Registry for torsades de pointes with drug treatment exists

Michael J Kilborn 1,2, Raymond L Woosley 1,2
PMCID: PMC1119855  PMID: 11250861

Editor—The editorial by Yap and Camm provided an excellent overview of the subject of medication-induced long QT syndrome and made two important practical recommendations, regarding which we wish to report progress.1

They recommended that any adverse event suggestive of cardiac arrhythmias related to drug treatment should be urgently reported to drug safety authorities and drug manufacturers. Since the editorial appeared, an International Registry for Drug-Induced Arrhythmias has been launched, and Camm is a member of the scientific advisory committee. The aim is to collect, study, and correlate the clinical information, electrocardiograms, and DNA of such cases. The hope is that this will allow development of improved methods for identifying at risk individuals, so that important drugs such as cisapride can continue to be used with greater safety. Practitioners are therefore urged to submit all cases, past or present, of probable torsades de pointes related to drug treatment (associated with any drug, cardiac or non-cardiac) to the registry. To save practitioners from spending time sending information to multiple agencies, the registry will pass on, where appropriate, details of submitted cases to relevant drug safety authorities and manufacturers. We believe that most patients or families who have experienced torsades de pointes will be glad to contribute to the effort of preventing the same thing from happening to others.

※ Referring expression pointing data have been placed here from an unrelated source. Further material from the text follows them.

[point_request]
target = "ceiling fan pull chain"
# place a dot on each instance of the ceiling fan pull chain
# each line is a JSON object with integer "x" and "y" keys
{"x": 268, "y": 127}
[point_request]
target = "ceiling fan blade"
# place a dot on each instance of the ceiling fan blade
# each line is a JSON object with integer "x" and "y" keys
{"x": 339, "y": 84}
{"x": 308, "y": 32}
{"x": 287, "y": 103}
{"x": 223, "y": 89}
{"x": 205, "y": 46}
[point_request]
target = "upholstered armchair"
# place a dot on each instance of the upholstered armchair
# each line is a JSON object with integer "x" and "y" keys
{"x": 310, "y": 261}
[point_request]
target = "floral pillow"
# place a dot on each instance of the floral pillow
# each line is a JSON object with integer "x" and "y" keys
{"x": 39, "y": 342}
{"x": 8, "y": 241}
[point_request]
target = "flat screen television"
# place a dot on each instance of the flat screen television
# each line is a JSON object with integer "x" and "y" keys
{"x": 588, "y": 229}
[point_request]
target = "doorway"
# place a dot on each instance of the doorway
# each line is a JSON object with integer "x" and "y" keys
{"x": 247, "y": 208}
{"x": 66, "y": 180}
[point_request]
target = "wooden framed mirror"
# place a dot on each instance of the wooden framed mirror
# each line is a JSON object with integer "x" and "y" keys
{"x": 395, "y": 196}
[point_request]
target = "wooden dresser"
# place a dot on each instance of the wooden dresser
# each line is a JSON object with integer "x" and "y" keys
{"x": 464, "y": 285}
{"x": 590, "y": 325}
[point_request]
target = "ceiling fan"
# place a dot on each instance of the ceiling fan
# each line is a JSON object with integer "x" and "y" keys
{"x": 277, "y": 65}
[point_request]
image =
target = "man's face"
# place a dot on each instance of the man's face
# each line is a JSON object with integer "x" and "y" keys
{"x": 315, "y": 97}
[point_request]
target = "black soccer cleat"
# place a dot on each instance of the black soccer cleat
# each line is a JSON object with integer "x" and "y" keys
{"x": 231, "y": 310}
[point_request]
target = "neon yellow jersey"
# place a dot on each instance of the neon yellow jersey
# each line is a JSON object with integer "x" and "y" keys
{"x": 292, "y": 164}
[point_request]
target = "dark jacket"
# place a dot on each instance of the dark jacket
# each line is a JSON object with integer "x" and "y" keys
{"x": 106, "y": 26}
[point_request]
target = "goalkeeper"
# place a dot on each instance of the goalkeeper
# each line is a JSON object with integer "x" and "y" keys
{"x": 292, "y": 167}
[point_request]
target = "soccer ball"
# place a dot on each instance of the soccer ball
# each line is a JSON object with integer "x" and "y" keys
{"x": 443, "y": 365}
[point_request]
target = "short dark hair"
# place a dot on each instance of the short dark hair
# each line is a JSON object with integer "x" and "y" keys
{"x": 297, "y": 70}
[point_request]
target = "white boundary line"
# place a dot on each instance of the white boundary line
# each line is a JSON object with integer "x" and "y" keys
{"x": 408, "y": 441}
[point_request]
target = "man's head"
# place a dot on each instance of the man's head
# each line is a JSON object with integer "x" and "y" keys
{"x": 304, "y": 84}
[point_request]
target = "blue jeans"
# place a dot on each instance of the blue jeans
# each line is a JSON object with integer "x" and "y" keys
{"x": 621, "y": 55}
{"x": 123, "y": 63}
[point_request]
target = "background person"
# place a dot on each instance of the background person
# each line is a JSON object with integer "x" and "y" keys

Yap and Camm also noted that when prescribing a QT prolonging drug, it is helpful to give the patient a warning card listing precautions, contraindications for co-prescriptions, and risk factors, particularly including other drugs that prolong QT. A regularly updated, searchable and down-loadable list of drugs that can prolong QT is available via the registry's internet website at www.qtdrugs.org (alternative direct link www.torsades.org).